Brisbane Freezes Through 23-Year Low; Ukraine's Record-Low Gas Reserves; Japan Bets On Coal And LNG; + How Kyoto Got 7C Warmer
Establishment temperature datasets are not measuring global physics—but rather expanding asphalt.
Brisbane Freezes Through 23-Year Low
Brisbane just shivered through its coldest June morning in 23 years. The mercury in the CBD plunged to a brutal 5.2C (41.4F), the lowest since 2002. Brisbane Airport went even colder, bottoming out at 3.5C (38.3F) — its coldest June reading since 2009.
Across Queensland, thermometers plummeted well below average.
According to the Bureau of Meteorology, a southerly polar air mass is acting "like a lid," trapping the cold near the ground and turning clear skies into a recipe for deep freezes. When the heat radiates out overnight, it leaves the surface freezing.

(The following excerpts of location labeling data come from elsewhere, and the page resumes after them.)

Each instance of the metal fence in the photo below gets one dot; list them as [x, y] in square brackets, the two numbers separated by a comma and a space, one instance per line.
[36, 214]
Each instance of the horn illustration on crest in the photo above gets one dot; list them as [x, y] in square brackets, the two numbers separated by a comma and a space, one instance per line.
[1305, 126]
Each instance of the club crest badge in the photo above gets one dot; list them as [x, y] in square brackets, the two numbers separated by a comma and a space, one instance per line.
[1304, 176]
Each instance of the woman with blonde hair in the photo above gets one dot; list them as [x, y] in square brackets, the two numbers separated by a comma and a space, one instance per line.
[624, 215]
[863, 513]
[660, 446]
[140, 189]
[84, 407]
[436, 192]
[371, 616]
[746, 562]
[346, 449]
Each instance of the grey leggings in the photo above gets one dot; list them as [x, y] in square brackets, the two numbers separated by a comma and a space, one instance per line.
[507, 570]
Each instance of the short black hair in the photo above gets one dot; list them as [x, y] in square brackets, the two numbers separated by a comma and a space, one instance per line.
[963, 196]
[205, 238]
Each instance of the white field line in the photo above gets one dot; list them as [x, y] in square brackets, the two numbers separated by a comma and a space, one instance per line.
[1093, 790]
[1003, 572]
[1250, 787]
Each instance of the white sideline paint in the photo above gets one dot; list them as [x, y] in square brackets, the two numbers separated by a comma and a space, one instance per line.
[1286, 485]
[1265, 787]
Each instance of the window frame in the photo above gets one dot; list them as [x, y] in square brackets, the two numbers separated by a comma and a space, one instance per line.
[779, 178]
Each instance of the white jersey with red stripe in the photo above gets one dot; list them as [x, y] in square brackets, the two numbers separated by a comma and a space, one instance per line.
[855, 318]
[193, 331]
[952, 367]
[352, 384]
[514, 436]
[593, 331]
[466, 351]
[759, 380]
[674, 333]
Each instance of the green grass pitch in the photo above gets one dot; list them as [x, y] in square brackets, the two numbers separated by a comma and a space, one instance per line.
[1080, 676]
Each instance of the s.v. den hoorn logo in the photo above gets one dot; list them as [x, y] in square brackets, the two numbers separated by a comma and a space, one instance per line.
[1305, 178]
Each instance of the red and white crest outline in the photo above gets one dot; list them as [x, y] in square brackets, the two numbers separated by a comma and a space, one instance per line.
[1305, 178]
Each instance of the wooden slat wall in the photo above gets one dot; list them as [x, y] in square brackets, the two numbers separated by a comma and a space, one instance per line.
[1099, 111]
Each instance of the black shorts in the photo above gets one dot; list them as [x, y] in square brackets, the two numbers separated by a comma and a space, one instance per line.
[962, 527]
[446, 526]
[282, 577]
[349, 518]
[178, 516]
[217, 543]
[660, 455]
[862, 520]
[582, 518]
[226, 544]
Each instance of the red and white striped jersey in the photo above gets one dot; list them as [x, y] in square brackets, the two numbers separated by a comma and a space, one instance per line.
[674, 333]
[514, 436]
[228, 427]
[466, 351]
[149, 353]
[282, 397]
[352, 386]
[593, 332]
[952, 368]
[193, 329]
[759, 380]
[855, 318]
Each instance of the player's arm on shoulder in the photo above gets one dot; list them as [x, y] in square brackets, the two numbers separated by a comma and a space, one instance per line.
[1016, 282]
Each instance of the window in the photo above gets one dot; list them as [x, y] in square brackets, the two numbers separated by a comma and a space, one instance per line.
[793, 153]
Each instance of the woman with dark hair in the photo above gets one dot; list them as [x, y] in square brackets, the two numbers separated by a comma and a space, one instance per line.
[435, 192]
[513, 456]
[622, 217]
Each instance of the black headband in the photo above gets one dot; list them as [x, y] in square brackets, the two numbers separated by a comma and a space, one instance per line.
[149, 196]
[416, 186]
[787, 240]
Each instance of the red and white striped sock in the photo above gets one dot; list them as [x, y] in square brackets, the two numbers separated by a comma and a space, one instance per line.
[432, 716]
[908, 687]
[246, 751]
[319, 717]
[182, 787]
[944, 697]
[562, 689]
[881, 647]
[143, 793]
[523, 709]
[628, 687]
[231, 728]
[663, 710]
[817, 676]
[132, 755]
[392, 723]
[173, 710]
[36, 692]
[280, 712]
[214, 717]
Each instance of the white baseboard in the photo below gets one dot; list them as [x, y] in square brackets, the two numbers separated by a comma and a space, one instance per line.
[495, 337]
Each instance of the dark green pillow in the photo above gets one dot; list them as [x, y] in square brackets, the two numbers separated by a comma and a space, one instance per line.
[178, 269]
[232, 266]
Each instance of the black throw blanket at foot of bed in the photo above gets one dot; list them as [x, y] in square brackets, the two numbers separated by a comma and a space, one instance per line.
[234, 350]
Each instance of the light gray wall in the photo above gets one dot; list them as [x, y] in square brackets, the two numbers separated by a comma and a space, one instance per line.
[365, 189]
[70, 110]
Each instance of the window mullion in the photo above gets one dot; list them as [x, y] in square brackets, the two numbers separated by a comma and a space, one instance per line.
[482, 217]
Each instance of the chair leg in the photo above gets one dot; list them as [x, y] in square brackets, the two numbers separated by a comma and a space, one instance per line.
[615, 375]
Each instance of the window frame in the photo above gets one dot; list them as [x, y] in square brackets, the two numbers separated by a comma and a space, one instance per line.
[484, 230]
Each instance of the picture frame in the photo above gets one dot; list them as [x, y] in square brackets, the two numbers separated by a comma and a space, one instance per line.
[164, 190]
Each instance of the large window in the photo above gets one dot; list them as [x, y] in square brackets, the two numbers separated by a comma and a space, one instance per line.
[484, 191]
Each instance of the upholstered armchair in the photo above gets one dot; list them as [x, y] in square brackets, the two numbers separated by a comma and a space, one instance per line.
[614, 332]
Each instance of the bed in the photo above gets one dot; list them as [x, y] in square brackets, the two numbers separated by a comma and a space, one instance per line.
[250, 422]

Oakey hit –4.2C (24.4F) this week, the coldest reading in the state. Applethorpe posted -3.5C (25.7F), Kingaroy dropped to -2.8C (27F), and Kyoomba bottomed out at a teeth-chattering -5.3C (22.5F), where calves were crusted in frost.
Even bigger anomalies were seen in towns north of the Tropic of Capricorn.
Mount Isa dropped to –0.7C (30.7F), its coldest June night in 44 years. Richmond recently saw –0.1C (31.8F), breaking a 25-year record, and Winton froze at 0.0C (32F)—the town’s first freezing night in over two decades.